Originario della Mesopotamia come molte prelibatezze che caratterizzano i nostri orti e le nostre tavole, l’asparago si diffuse nel bacino del Mediterraneo grazie agli Egizi. Riscosse fin da subito un ampio successo, tanto che Teofrasto lo cita già nel III secolo a.C. nella sua Storia delle piante. Catone, nel De agri cultura, ne descrive addirittura le tecniche di coltivazione e di impianto: un discorso da tecnico a cui fa da controparte il poeta Marziale che, elogiandolo, consiglia di consumare la varietà coltivata sul litorale di Ravenna.
I Romani, anche se nutrivano giudizi contrastanti – sulle donne le radici, legate addosso, avrebbero agito come contraccettivo, mentre il consumo era consigliato agli uomini per accrescere l’eros – ne erano talmente ghiotti che avevano inventato delle navi apposite per trasportarli. L’Asparagus giungeva così a Roma carica dei prelibati germogli – asparagus deriva infatti da asparag, parola persiana che indica il germoglio, poi recepita dal greco come aspharagos – che venivano solo scottati in acqua bollente, come narra Svetonio nel De vita Cesarum. Proprio Cesare era solito mangiarli conditi con il burro, mentre Augusto, per suggerire che qualcosa dovesse essere fatto celermente, sentenziava «celerius quam asparagi cocuntur».

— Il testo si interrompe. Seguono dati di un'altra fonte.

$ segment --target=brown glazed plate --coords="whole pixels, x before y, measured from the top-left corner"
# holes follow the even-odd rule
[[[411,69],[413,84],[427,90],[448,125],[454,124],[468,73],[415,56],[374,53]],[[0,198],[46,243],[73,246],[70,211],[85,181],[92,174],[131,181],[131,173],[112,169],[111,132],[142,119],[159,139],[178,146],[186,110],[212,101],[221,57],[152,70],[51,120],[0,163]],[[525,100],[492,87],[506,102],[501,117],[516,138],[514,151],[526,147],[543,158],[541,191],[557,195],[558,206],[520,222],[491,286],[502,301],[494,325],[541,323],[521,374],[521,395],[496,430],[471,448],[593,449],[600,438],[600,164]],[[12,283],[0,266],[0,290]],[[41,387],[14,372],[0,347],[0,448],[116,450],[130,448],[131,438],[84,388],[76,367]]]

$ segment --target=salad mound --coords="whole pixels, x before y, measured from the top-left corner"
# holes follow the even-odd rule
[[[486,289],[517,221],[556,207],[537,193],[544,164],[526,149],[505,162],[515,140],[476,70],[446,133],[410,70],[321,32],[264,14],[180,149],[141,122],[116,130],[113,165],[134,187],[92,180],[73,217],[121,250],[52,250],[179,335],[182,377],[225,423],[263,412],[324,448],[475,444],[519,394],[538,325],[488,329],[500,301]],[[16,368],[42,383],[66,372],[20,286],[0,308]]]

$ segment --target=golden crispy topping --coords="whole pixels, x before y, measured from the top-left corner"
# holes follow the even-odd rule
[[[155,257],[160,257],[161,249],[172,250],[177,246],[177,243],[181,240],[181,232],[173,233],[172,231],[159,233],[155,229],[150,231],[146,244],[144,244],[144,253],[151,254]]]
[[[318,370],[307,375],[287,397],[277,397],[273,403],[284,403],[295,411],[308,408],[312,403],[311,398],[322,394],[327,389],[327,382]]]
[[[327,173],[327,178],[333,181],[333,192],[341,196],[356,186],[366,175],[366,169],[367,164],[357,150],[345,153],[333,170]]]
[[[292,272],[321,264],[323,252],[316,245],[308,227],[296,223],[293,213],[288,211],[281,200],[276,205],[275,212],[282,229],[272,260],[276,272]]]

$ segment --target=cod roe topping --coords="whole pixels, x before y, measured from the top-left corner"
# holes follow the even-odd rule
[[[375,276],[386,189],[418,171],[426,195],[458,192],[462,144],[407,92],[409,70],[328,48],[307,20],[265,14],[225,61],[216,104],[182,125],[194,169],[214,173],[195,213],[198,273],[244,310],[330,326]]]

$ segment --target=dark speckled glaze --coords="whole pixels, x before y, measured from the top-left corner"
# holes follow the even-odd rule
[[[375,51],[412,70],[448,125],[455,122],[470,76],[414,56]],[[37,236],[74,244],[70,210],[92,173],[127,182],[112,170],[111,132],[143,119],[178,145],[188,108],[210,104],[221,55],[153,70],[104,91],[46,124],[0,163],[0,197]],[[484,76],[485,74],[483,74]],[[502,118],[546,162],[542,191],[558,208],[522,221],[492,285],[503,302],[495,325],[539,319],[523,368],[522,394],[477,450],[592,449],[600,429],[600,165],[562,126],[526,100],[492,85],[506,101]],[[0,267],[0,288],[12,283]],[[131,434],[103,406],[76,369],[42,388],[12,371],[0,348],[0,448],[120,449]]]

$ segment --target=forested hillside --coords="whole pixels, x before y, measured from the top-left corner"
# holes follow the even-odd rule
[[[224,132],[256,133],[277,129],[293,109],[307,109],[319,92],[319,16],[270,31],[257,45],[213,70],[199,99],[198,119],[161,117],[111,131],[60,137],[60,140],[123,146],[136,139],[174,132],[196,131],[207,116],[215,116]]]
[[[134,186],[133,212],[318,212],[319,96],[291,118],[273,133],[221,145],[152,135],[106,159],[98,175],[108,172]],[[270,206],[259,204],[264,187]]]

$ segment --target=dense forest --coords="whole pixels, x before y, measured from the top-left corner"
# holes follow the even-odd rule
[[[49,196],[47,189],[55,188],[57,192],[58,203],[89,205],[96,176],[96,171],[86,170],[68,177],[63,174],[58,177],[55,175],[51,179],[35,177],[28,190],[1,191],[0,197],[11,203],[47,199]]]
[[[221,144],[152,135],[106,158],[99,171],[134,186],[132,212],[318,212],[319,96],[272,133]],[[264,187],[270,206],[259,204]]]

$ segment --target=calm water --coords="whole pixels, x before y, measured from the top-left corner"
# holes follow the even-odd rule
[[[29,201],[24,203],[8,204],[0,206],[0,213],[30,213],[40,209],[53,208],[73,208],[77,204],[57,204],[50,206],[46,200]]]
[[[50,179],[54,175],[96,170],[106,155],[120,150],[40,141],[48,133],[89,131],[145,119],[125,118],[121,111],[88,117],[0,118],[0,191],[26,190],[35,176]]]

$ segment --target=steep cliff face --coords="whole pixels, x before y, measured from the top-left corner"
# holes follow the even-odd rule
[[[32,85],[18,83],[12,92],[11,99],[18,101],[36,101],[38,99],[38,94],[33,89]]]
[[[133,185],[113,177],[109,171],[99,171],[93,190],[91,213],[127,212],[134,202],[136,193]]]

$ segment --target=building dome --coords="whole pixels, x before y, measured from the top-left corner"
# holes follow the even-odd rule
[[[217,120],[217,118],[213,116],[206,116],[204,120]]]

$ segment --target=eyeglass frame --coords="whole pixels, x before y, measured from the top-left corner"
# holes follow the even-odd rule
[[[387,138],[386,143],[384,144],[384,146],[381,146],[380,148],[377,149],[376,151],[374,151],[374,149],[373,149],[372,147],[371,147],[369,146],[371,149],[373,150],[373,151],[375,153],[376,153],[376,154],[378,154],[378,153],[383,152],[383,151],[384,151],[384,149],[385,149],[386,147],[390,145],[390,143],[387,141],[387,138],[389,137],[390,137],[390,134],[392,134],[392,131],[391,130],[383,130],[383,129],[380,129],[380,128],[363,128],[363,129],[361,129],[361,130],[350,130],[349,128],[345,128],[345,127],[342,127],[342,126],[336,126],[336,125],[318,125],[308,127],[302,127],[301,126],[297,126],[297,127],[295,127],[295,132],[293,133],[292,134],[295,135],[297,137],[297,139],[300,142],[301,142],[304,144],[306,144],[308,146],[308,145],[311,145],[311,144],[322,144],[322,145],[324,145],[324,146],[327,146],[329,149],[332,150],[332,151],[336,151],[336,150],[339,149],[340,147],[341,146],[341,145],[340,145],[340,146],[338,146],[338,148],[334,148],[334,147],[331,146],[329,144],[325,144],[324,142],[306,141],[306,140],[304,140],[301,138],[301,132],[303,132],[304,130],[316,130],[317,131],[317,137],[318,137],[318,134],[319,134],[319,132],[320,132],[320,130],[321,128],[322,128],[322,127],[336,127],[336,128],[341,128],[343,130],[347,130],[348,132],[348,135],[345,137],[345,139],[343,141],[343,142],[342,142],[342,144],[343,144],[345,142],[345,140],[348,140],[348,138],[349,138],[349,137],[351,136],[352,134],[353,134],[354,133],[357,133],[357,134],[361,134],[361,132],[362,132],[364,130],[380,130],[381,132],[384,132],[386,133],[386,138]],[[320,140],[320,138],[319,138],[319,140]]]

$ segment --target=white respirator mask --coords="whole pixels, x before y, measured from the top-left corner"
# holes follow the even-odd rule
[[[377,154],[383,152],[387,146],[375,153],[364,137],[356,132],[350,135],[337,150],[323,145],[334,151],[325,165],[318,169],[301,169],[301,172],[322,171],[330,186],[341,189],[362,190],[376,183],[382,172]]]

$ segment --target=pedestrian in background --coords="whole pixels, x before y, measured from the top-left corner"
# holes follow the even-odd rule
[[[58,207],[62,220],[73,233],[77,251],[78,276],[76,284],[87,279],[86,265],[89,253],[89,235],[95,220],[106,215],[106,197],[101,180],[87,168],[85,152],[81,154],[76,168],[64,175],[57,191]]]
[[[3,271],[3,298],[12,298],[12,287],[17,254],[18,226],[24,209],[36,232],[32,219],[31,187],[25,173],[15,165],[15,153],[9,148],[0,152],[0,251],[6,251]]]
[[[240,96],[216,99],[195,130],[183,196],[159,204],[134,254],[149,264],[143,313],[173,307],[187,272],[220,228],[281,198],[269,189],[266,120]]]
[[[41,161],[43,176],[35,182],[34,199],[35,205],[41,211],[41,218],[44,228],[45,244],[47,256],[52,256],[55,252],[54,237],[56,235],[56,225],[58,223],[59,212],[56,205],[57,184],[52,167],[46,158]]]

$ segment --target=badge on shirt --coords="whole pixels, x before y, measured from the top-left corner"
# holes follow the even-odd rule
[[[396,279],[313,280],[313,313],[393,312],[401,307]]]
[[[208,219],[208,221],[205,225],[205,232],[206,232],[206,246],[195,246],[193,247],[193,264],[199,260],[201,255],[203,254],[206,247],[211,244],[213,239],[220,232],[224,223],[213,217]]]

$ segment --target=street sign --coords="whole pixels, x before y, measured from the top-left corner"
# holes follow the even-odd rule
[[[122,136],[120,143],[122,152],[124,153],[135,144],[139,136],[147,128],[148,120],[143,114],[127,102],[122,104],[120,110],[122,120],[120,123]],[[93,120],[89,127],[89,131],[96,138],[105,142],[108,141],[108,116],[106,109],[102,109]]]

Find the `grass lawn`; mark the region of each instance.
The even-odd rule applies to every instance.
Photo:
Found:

In seguito, sebbene la Scuola Medica Salernitana ne riconoscesse alcune proprietà, nel Medioevo gli asparagi vennero trascurati. Ricomparvero nel 1400 in Germania, Olanda e Polonia e questa tradizione arrivò fino al 1700, quando alla corte reale scoppiò una vera e propria ossessione per gli asparagi. Luigi XIV, infatti, li apprezzava assieme all’uovo alla coque, e il giardiniere reale, per accontentarlo, si attrezzò per coltivarli in serra, sotto a un caldo strato di letame. Gli asparagi divennero erano talmente amati che furono addirittura creati numerosi piatti da portata per poterli servire nelle maniere più disparate.